Ann Oncol. 2011 Oct 29. [Epub ahead of print]
Alcohol drinking and bladder cancer risk: a meta-analysis.
Pelucchi C, Galeone C, Tramacere I, Bagnardi V, Negri E, Islami F, Scotti L, Bellocco R, Corrao G, Boffetta P, La Vecchia C.
Department of Epidemiology, Mario Negri Institute for Pharmacological Research, Milan.
We aimed at investigating the risk of bladder cancer at different levels of alcohol consumption by conducting a meta-analysis of epidemiological studies.
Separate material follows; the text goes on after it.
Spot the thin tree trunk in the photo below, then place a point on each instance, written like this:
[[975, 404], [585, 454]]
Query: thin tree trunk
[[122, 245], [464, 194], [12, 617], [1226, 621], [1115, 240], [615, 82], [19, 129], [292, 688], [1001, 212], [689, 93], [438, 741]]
In October 2010, we carried out a systematic literature search in the Medline database, using PubMed. We identified 16 case-control and 3 cohort studies, including a total of 11 219 cases of bladder cancer, satisfying the inclusion criteria for this meta-analysis. Moderate alcohol intake was defined as <3 drinks per day (i.e. <37.5 g of ethanol per day) and heavy intake as ≥3 drinks/day. Pooled estimates of the relative risks (RR) and the corresponding 95% confidence intervals (CI) were calculated using random effects models.
Compared with non-drinkers, the pooled RRs of bladder cancer were 1.00 (95% CI 0.92-1.09) for moderate and 1.02 (95% CI 0.78-1.33) for heavy alcohol drinkers. When we excluded four studies that did not adjust for tobacco smoking, the corresponding estimates were 0.98 (95% CI 0.89-1.07) and 0.97 (95% CI 0.72-1.31).
This meta-analysis of epidemiological studies provides definite evidence on the absence of any material association between alcohol drinking and bladder cancer risk, even at high levels of consumption.